Amazing Grace is David Leemings biographical piece that examines Delaney's life and contributions to the art world. He looks at the forces which brought forth America's premiere modernist artist and shows how his gift impacted on the way one views life and art.

Who is this man, Delaney? A superficial view of his life reveals him as an impoverished homosexual Black artist who is plagued by many demons as he struggles to find himself as an artist and at peace with his sexuality. James Baldwin called him his spiritual father who was a cross between Brer Rabbit and St. Francis of Asissi. Others knew him as the good negro or an eccentric gadfly. Whatever one may call him, Delaney's goal was to infuse the concept of love within his work that would bring him the wholeness that he failed to capture in his life.

Plagued by paranoia, alcoholism and guilt over his homosexuality, Delaney failed to achieve intimacy in his relationships but poured out his inner struggle through his art. Like many artists, he went through several stages of development in his career which reached its climax in France. Unfortunately the demon of paranoia stripped him of his artistic ability in his later years.
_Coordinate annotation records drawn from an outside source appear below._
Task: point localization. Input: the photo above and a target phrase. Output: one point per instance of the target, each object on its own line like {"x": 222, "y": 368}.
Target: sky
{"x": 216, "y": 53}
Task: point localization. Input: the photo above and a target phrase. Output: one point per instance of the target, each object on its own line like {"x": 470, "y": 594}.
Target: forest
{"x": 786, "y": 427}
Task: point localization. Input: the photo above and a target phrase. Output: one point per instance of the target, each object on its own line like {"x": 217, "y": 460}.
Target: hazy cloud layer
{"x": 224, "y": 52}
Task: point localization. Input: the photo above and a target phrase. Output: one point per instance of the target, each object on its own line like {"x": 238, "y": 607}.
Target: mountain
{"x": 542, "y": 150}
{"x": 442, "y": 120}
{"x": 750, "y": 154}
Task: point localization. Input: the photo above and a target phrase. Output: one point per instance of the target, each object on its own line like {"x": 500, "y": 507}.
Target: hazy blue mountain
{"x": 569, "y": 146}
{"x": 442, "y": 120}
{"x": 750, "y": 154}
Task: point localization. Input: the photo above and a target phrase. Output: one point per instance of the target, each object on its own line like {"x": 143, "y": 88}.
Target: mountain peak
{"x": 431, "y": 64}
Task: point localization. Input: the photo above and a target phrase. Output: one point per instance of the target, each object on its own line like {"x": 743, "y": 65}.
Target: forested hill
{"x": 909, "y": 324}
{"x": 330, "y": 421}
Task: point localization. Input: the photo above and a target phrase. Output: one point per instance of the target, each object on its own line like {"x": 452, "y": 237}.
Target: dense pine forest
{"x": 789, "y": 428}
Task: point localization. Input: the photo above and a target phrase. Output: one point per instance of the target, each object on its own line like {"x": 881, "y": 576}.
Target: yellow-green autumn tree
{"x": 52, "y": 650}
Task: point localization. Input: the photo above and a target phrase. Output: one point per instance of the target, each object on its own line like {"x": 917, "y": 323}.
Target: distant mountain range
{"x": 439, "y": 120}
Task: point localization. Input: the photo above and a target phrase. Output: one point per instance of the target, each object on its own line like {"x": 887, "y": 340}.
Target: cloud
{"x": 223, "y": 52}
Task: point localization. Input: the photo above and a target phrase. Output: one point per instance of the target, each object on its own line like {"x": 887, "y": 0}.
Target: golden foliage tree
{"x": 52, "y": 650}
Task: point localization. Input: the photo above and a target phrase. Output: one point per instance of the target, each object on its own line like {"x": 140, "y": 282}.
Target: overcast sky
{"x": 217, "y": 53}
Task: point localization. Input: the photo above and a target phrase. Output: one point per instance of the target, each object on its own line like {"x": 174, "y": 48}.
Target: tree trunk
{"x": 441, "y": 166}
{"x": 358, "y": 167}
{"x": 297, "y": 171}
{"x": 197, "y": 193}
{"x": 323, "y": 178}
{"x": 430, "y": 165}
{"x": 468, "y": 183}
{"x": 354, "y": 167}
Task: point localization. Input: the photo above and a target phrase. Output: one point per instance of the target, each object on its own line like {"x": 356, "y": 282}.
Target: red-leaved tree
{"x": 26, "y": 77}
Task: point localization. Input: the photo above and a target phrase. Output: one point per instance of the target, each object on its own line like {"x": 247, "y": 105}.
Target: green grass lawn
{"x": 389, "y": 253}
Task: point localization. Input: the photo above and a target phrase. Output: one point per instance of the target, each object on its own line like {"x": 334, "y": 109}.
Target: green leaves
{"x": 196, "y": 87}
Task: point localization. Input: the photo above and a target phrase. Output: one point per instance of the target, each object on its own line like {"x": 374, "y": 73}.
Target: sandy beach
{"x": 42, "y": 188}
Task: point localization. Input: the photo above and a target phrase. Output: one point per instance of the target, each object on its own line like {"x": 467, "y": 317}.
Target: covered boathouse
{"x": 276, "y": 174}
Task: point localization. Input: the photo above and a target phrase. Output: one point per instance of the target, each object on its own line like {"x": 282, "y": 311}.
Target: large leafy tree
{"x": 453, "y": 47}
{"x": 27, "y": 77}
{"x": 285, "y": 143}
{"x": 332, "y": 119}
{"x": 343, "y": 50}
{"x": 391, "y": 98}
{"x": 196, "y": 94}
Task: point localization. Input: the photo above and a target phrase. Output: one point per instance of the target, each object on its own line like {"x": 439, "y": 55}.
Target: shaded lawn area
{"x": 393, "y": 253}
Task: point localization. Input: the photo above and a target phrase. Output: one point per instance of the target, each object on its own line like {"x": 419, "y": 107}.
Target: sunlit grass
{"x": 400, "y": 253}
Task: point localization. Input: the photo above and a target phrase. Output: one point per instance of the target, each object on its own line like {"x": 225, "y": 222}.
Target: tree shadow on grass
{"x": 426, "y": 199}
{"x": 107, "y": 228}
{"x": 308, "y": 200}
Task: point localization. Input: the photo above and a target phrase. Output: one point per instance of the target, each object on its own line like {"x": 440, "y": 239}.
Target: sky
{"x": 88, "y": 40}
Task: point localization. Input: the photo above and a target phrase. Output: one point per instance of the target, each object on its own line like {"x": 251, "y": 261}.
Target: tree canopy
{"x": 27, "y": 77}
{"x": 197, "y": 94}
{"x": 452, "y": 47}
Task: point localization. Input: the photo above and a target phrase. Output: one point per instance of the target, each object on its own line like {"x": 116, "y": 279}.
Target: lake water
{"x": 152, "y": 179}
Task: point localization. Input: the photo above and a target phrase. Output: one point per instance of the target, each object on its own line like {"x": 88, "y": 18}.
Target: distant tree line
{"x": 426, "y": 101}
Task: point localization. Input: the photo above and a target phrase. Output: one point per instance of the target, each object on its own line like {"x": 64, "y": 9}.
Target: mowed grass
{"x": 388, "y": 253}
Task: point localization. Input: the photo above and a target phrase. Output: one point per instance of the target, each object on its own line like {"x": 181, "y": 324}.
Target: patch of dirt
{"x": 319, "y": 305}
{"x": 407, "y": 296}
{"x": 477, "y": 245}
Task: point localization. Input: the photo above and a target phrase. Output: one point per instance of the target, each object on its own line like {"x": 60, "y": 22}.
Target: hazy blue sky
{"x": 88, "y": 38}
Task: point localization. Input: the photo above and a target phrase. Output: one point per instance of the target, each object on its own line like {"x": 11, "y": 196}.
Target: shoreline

This book must be read to get a handle on the artistic struggles of African Americans and how they succeeded inspite of their alienation from the mainstream art world. Delaney also struggled with being homosexual which undoubtably alienated him from his family and Black colleagues. His struggle opens up a new chapter in examining how sexuality impacts on a minority artists life. Delaney was saved from obscurity through this view of his life. Whether he was saved by grace is a moot point for his demonic voices did him in.